Les médias israéliens ont accordé une large couverture à la crise que traverse le Premier ministre Benyamin Netanyahou face à la politique de l’administration Trump vis-à-vis de l’Iran, après des fuites indiquant que Washington aurait empêché une frappe israélienne contre des installations nucléaires iraniennes.
Le New York Times a rapporté, citant des responsables américains et des sources bien informées, qu’Israël prévoyait de frapper des sites nucléaires iraniens le mois prochain, mais que Trump s’y était opposé, préférant négocier un accord avec Téhéran pour limiter son programme nucléaire.

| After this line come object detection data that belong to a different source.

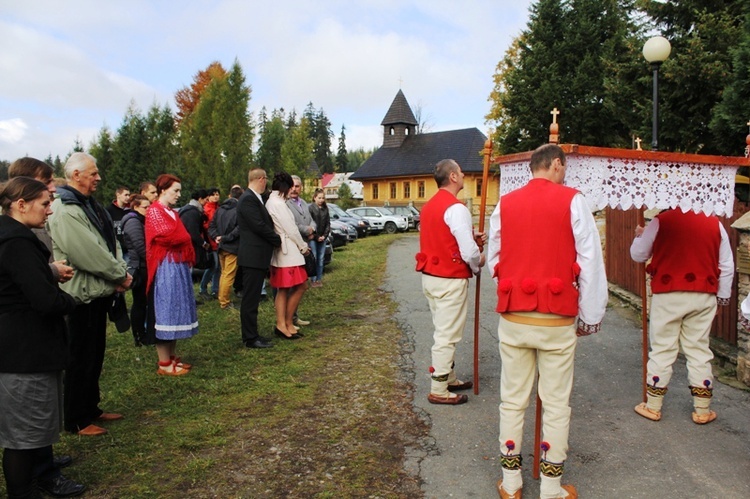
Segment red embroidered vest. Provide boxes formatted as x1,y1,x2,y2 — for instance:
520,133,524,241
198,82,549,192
416,189,471,279
646,209,721,294
494,178,580,317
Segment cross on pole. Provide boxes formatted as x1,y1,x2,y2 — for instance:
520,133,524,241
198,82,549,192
549,108,560,125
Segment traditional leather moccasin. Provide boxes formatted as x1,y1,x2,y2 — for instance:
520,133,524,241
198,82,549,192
562,485,578,499
96,412,122,421
427,393,469,405
448,379,474,392
78,424,107,437
497,479,523,499
693,411,716,424
635,402,661,421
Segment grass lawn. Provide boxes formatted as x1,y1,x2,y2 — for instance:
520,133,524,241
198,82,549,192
0,235,426,498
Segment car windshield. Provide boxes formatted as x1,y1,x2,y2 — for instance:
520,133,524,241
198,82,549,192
328,203,349,217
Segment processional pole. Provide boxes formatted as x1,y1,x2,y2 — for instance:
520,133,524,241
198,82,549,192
474,138,492,395
531,108,560,480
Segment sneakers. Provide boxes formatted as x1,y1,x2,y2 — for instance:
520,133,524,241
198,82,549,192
693,410,716,424
635,402,661,421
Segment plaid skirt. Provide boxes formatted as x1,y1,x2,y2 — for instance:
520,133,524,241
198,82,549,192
153,258,198,341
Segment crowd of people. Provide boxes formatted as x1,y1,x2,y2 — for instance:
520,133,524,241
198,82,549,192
0,152,328,498
0,144,750,499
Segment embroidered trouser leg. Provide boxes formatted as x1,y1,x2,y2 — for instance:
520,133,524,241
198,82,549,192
648,291,716,387
498,317,577,464
219,250,237,308
422,274,469,396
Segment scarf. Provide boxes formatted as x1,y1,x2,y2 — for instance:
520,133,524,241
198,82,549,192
146,201,195,292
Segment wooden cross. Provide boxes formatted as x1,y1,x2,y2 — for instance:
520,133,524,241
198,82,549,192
549,108,560,125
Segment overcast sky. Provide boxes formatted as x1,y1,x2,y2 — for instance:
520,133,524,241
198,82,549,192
0,0,532,161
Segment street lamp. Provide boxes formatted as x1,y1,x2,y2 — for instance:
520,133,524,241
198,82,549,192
643,36,672,151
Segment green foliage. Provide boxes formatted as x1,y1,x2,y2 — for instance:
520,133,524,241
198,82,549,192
487,0,631,153
281,118,314,179
179,60,254,190
336,125,349,173
639,0,748,154
709,8,750,155
346,147,378,172
304,102,335,173
257,111,286,174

Selon le rapport publié mercredi, Israël avait élaboré un plan pour attaquer les sites nucléaires iraniens en mai, afin de compromettre la capacité de l’Iran à développer une arme nucléaire pendant un an ou plus. Cependant, Trump a informé Tel-Aviv de sa décision de ne soutenir aucune attaque contre l’Iran.
Dans ce contexte, le correspondant des affaires étrangères de la chaîne israélienne 13, Yossi Yisrael, a affirmé que l’interdiction de l’attaque révèle les équilibres de pouvoir au sein de la Maison-Blanche.
Selon Yisrael, deux groupes murmurent à l’oreille de Trump :
- Le premier, composé de faucons alignés sur les positions de Netanyahou, inclut notamment le conseiller à la sécurité nationale Michael Waltz, qui soutient une attaque contre l’Iran.
- Le second, plus prudent et favorable à la diplomatie, prône la fin des guerres plutôt que leur lancement. JD Vance, colistier de Trump, et le ministre de la Défense Pete Hegseth, en sont les principaux défenseurs.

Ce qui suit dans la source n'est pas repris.